The technological advance is a primary factor that urges the interaction of the spheres traditionally represented by low politics and high politics. Among the determining fields, transportation, computing and communication. The easiness that an ever-increasing number of humans have of moving around the world entails an increasing reduction of the subjective distance that separates once unreachable territories for them. And all this within and incredibly short time.
As such, the overall dynamics of geopolitics change, too. Given that geographical factors including proximity and reachability conditions are essential to geopolitics. Consequentially, national politics become increasingly subject to international developments, however this still hardly corresponds to the establishment of an international vocation in national institutions. Therefore, national policy making needs to take on the international factors as well. Thus, foreign policy making has the potential to condition the life of a nation-state. History is taking national politics to progressively coincide with international politics, to share an increasing amount of issues that affect both internal and foreign policy. policy making comes to be has the potential to address international problems. In other words, history forces low politics, which are mostly employed internally, to be employed in the conflict zones,having the potential to impact international problems that, ultimately, do determine more and more easily the domestic politics. In such a context, addressing migrants with the proper social policies domestically becomes fundamental to extirpating terrorism from Western countries, and from conflict zones, too.
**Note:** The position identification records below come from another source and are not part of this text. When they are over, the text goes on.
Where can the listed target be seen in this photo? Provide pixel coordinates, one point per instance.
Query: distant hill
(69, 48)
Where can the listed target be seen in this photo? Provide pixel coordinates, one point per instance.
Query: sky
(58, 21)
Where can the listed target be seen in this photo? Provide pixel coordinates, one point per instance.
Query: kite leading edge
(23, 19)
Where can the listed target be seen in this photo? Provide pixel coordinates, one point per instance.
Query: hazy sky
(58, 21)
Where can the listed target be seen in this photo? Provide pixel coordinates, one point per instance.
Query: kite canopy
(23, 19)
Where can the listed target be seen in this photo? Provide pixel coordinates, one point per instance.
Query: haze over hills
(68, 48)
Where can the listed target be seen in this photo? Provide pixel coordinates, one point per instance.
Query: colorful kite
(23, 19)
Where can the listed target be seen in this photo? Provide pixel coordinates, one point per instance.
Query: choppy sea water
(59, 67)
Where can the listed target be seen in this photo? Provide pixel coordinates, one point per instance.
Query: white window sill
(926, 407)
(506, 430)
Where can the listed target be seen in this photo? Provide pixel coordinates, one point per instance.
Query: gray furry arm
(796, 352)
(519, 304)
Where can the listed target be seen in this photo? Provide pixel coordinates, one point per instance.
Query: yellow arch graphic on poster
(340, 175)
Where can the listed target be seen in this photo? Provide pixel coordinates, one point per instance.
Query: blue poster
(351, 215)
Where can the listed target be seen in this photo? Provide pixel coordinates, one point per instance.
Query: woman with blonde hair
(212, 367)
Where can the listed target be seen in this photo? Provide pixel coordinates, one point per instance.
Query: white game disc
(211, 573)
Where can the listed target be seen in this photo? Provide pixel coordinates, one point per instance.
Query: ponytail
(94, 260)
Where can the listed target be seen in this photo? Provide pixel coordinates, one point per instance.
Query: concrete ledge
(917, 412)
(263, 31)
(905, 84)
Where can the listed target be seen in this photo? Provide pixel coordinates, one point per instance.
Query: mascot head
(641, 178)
Integrating competencies, strategies and actions of high and low politics is, therefore, needed to start thinking of a quality change in addressing international security threats, such as terrorism, with a more constructive and global vision. Given that terrorism used as an instrument by the Islamic State to condition the foreign policies of countries seeking to end it through firm decisions and drastic measures, the elimination or control of terrorism may lead to a change in ISIS policy and of the countries their enemies. Such a change would be manifested by a lesser importance of terrorism as an instrument of negotiation and a change in the policy of Western countries, which would be reflected in the progressive abandonment of attacks to be redirected by lines based on dialogue, negotiation and consultation.
Governing bodies should, in the first instance, consider new synergies and deepen the scope of their approaches and guide them towards joint internal and external actions to ensure the economic, social and cultural stability of both their countries and the conflict zones.
Further soft power measures should be applied in the areas of terrorism, both internally and externally. Responding two-dimensionally to an emergency is a constant temptation to which politics has accustomed us. This has been the case for Iraq, Libya, and continues to be for ISIS, with sufficient premises to envisage an increase in harsh measures. The obsolescence and inadequate use of social policies in our countries, as well as the marginality or absence of them in the conflict zones, are the factors ending up provoking the appearance of anti-Western propaganda and international terrorism. Simplifying reality to understand it is a human mechanism. However, a complex reality requires complex responses. The complexity and fragility of current policy requires greater efforts by governments to respond to the challenges of the present. In the same way, it also needs a long-term response and at all levels.
One key seems to be the introduction into conflict missions of a governmental conception, which gives military missions the concepts of the rule of law and endows the corresponding departments with roles similar to those of ministries, as well as a democracy. That would guarantee better results, and the prevention of terrorism and new conflict escalations.